As the economy slows and competition intensifies, the always-contentious negotiations between programmers and cable-TV operators may be entering a bitter new phase. And with a federal mandate to transition to digital television just four months away, the stakes may even be higher.
In one of the biggest and most hostile battles in recent years, on Friday local broadcaster LIN TV Corp.'s stations were pulled from Time Warner Cable Inc. The move followed heated but thus-far unsuccessful negotiations about retransmission fees -- a charge per subscriber LIN TV is demanding for its local stations -- and affects 2.7 million Time Warner Cable homes. That represents about 30% of LIN TV's footprint.
Shares of Time Warner Cable had dropped about 15% in the previous five days, in part because investors feared the contract with LIN TV would lead to customer losses, said Thomas Eagan, an analyst at Collins Stewart. Shares of Time Warner Cable rose slightly Friday, up less than 1% to close at $22.46 in 4 p.m. composite trading on the New York Stock Exchange. LIN TV shares slipped 11% to $3.80.

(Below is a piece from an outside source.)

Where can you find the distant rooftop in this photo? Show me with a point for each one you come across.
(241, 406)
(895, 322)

Facing declining ratings and a ravaged local ad market, broadcasters like LIN TV are "going to have to play hardball like this," Mr. Eagan said.
To be sure, negotiations between programmers and cable systems over issues like retransmission are always bitter affairs involving posturing and brinksmanship.
But given the transition to digital TV mandated by the Federal Communications Commission in February 2009, the stakes are higher. Analysts widely expect many customers who currently receive on-air broadcasts to switch to cable, satellite or phone operators offering pay television rather than go through the complicated process of procuring the equipment required to receive digital broadcasts. Cable executives have said they are creating special discount packages aimed at these potential customers.
The stakes are particularly high for Time Warner Cable, as the company is preparing for other major negotiations with broadcasters including Univision Communications Inc. this year. "Time Warner Cable has the most to lose because if they give in here, they may end up having to give in down the road also," said Mr. Eagan.
LIN TV Chief Executive Vincent Sandusky said the company needed to secure higher retransmission fees when the dispute first surfaced a month ago. "If we weren't able to be successful in getting subscription fees, I think our local broadcast business would really be jeopardized," Mr. Sandusky said at the time.
Time Warner Cable spokesman Alex Dudley said broadcasters like LIN TV will have to look elsewhere. "They are not gong to prop up their failing business model on our customers' backs," Mr. Dudley said.